What this means is that while the top one per cent saw a decrease in their market income, this was completely offset—and then some—by how much they made in the stock market and the real estate markets, which soared in 2020 and they were uniquely positioned to make money off of.

In 2019, almost a quarter of the top one per cent’s income came from the capital gains on the sale of stocks, bonds and real estate. That huge contribution to their income wasn’t included in the Statistics Canada analysis. The contribution of capital gains to the richest one per cent’s income grew to 27 per cent in 2020, up from 22 per cent in 2019—growth that more than compensated for their relatively small loss in market income.

Source: Statistics Canada table 11-10-0055-01


Anyone following the impact of the pandemic knows that 2020 was a terrible year for workers at the bottom of the income spectrum. The bottom 50 per cent of tax filers saw their market income drop by 14 per cent due to substantial job losses, which were felt most heavily by minimum wage workers. The impact is much less dramatic as you move from the bottom 50 per cent to the bottom 90 per cent. The 40 per cent in the middle, which get included as you move from the bottom 50 per cent to the bottom 90 per cent, did well: their income went up by 0.4 per cent over this time period.

Source: Statistics Canada table 11-10-0055-01


The real hero during the start of the pandemic was Canada’s federal income supports, such as the Canadian Emergency Response Benefit (CERB). If we take a look at total income including capital gains and government transfers (like CERB), Canadians, no matter their income, were better off in 2020, which is incredible given the scale of the job losses in that year.

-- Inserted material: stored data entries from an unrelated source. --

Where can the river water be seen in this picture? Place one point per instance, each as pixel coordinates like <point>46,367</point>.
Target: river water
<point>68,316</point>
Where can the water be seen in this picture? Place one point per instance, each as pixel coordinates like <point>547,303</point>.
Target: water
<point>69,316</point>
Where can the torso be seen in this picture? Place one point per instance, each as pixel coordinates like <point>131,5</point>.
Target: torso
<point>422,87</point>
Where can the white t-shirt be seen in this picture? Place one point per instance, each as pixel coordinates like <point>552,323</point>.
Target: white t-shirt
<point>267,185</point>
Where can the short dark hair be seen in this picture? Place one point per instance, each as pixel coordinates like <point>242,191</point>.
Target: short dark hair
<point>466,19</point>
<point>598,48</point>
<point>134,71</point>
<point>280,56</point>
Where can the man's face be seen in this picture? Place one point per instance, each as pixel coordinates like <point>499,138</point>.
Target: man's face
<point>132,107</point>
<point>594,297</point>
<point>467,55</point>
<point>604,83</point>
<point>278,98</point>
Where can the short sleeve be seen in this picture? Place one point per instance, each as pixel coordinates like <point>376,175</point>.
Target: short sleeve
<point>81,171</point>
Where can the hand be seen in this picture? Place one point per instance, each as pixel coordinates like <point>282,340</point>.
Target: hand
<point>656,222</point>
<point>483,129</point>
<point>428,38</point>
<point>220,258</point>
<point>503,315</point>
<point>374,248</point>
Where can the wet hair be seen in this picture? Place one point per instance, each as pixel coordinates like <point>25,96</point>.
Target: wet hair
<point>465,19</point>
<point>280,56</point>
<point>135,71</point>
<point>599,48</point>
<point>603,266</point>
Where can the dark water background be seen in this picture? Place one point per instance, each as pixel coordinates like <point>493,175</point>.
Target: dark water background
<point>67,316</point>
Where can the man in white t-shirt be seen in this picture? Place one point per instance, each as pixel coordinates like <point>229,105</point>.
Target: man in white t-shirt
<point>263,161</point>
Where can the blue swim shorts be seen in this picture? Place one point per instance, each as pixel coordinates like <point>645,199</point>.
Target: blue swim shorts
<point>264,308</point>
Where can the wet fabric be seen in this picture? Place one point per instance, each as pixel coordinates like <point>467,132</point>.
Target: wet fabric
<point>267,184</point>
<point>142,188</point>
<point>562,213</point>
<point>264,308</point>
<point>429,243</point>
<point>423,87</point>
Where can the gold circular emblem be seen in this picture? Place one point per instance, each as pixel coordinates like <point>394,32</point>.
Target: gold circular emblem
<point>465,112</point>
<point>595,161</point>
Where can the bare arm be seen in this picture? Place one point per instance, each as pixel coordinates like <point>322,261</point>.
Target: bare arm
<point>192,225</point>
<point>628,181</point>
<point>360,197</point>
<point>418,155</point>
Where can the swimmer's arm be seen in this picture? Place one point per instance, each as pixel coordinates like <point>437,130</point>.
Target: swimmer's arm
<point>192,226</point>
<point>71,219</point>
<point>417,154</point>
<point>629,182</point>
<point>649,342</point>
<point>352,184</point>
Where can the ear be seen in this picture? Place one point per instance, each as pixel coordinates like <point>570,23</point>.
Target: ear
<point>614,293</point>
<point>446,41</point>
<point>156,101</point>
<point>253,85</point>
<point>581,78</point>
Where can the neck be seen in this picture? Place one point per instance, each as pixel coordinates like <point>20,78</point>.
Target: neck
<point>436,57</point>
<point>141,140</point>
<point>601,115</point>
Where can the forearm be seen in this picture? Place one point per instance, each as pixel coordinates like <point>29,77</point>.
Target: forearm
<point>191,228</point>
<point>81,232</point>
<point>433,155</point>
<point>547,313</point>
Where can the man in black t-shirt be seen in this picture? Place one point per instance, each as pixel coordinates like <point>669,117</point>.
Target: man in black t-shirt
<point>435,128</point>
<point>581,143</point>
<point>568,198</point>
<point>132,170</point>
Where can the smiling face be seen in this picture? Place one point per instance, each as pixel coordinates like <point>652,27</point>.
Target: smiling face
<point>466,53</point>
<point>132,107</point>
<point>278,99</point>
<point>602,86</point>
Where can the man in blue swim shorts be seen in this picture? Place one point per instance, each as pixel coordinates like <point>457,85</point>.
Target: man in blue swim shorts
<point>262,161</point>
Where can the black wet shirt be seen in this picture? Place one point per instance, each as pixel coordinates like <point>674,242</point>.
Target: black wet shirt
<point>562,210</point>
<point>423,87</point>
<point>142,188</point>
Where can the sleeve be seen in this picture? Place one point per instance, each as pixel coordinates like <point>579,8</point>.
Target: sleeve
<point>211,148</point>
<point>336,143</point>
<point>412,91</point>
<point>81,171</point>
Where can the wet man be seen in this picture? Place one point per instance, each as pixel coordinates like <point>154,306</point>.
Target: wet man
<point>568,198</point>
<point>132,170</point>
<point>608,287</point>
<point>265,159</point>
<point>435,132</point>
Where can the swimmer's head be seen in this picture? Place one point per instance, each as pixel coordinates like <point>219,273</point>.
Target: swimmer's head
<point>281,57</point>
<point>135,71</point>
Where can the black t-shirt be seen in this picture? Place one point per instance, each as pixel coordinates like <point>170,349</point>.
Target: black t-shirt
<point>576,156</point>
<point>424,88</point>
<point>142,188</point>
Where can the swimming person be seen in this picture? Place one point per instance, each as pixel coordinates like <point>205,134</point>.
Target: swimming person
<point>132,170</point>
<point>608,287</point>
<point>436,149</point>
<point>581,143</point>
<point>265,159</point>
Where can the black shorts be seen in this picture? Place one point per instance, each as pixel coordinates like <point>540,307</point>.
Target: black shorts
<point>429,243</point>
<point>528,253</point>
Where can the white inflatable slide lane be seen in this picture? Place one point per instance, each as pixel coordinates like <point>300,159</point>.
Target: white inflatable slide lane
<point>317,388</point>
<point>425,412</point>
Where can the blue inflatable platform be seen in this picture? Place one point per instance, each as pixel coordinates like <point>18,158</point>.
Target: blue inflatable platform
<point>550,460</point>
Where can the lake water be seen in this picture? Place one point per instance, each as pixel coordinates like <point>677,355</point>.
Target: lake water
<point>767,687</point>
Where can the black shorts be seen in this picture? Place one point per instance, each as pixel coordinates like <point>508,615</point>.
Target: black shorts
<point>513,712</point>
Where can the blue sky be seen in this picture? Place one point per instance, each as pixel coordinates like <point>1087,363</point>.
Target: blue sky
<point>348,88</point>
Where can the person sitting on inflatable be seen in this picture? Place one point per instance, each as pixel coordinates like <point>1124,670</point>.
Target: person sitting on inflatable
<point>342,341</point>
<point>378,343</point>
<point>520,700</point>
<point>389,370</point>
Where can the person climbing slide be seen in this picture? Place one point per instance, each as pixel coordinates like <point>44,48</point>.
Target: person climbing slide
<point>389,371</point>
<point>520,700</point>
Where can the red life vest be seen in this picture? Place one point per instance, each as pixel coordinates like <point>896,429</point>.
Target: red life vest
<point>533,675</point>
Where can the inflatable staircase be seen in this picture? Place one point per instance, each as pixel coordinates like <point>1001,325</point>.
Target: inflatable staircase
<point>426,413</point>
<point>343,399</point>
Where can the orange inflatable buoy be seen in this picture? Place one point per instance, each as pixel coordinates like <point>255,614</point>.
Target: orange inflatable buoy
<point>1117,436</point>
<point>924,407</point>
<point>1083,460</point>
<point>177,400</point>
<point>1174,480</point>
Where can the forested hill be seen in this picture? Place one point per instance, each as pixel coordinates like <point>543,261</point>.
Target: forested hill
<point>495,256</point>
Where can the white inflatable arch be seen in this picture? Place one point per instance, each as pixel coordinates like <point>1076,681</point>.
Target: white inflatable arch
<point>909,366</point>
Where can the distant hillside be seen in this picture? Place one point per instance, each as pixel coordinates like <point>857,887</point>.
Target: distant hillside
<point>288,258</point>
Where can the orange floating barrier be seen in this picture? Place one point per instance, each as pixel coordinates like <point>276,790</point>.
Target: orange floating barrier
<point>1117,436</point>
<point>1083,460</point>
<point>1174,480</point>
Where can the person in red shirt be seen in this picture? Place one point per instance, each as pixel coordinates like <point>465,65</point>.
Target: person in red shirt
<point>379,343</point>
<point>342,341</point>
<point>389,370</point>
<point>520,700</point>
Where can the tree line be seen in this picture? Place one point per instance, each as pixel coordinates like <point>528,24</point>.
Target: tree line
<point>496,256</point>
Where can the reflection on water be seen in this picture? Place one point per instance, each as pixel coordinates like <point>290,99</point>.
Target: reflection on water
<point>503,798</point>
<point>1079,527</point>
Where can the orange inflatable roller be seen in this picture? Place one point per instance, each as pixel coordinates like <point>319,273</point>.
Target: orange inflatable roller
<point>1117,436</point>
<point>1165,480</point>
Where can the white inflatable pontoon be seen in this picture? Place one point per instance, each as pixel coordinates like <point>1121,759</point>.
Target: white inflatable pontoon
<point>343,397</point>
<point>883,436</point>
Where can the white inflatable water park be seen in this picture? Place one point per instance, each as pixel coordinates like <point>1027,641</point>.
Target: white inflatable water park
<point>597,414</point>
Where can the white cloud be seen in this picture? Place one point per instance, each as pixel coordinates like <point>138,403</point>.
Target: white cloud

The bottom 50 per cent of tax filers saw a 20 per cent increase in their total income in the middle of a global pandemic, which is pretty impressive. The bottom 90 per cent of tax filers—the vast majority of Canadians—saw an increase of 9 per cent. And even the top one per cent benefited from federal income supports insofar as their income also rose 3.9 per cent.

If we look at raises in raw dollars, the top one per cent had a raise of $24,600 between 2019 and 2020—10 per cent more than the total income of the bottom 50 per cent in 2020, which was $22,400.

Source: Statistics Canada table 11-10-0055-01


Looking at this data by city generally shows a similar trend: the majority of the top one per cent of a city’s population got a raise (although not always) in 2020. The bottom 50 per cent saw their market income decline in all of Canada's biggest cities.

Here are the top 10 cities by population. Even when the top one per cent of a city didn’t see a raise in 2020, the bottom 50 per cent saw a much larger drop in market income (including capital gains).

Canada’s richest one per cent has proven to be resilient through all manner of economic jolts in the 2000s—the latest income data shows the story is no different during this pandemic. The richest Canadians have typically emerged from economic crises stronger than before, and the 2020 economic crisis was no exception to that rule.

One of the important ways that this crisis was different, however, was the level of income supports for average workers. There was no equivalent to CERB in the aftermath of the Great Recession in 2008, no student debt repayment freezes after the dot-com crash in 2000. Those supports allowed the 2020 economic crash to turn around very quickly compared to previous crises.

But despite early-pandemic rhetoric around how “we’re all in this together,” the data from 2020 shows that the pandemic’s economic crisis affected Canadians very differently depending on their income level. The lower the income, the harder the hit—and conversely, the higher the income, the softer the landing.

As a new recession looms, it’s time for policymakers to ask themselves whether the lowest-income earners in Canada should continue to bear the brunt of economic downturns.